“Les États-Unis prévoient des sanctions pour 52 personnes de la Republika Srpska et de la Bosnie-Herzégovine”

Au cours de la période à venir, les États-Unis pourraient imposer des sanctions contre des personnes des niveaux de gouvernement les plus bas ou des auteurs directs d'actes de corruption, en particulier des personnes ou des entreprises qui “sur le terrain” commettent des actes qui sont accusés contre le membre de la présidence serbe Milorad Dodik, écrit Klux. Selon le portail du siège de Sarajevo, le nombre de 52 noms [...]
Selon le portail du siège de Sarajevo, le nombre de 52 noms sera atteint par des politiciens et des aimants, non seulement de la Republika Srpska, mais aussi de Sarajevo et de Bosnie-Herzégovine.
Le 5 janvier, les États-Unis ont étendu les sanctions contre Milorad Dodik, Banja Luka Alternative TV, l'ancien président du Conseil judiciaire et du ministère public Milan Tegeltija et son épouse, ainsi que le président du Mouvement pour l'action démocratique (PDA) et le directeur de la mine Banovic, Mirsad Kukiq.

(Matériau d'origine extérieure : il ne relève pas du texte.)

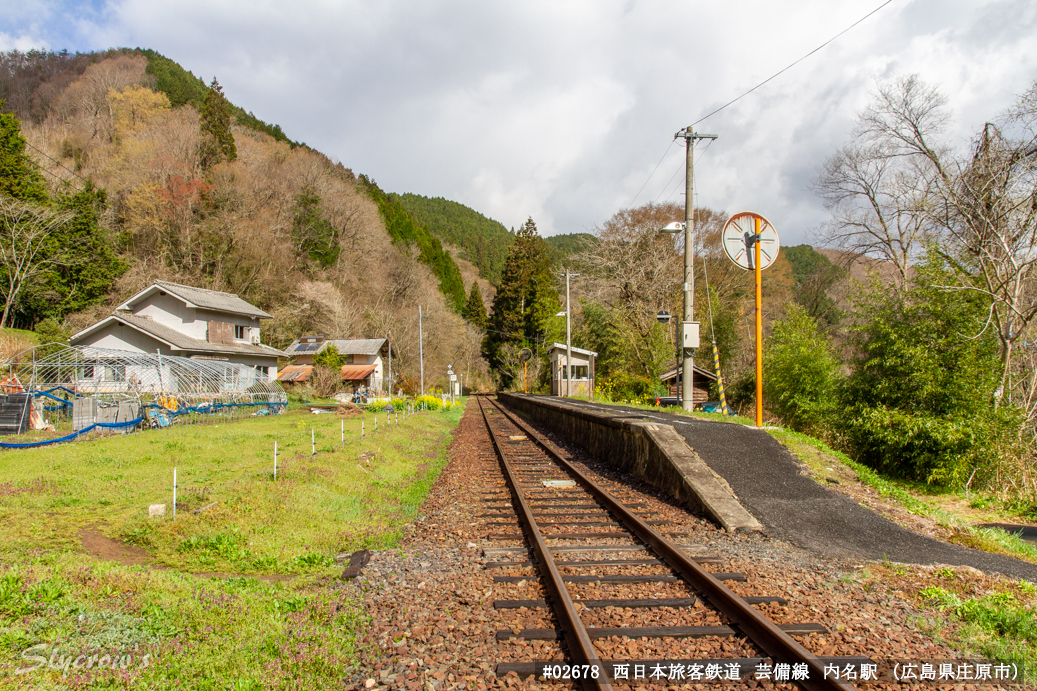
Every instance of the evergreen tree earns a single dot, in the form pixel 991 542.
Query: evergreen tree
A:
pixel 19 175
pixel 329 357
pixel 525 301
pixel 218 141
pixel 475 310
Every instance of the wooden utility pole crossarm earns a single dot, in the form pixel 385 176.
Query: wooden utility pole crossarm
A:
pixel 690 333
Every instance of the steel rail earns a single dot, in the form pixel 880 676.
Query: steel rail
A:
pixel 758 628
pixel 573 631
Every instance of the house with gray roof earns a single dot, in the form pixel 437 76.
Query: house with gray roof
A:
pixel 364 365
pixel 190 322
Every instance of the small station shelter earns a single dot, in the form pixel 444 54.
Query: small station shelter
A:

Les sanctions à l'encontre de Dodik et de la télévision Alternative se sont concentrées sur les flux immobiliers et financiers, tandis que le couple marié Tegeltija et Kukic ont été empêchés d'entrer aux États-Unis.
Dodik a été précédemment sanctionné par le Département d'État américain et ne peut donc pas obtenir de visa pour les États-Unis.
En plus de mettre en péril l'Accord de Dayton et l'effondrement des institutions étatiques, Dodik est accusé de créer un réseau de sécurité en Bosnie-Herzégovine et dans la région dont il bénéficie avec ses associés.
L'un des exemples de ses actes de corruption est qu'il a donné des contrats gouvernementaux et des monopoles en Republika Srpska à des associés commerciaux proches.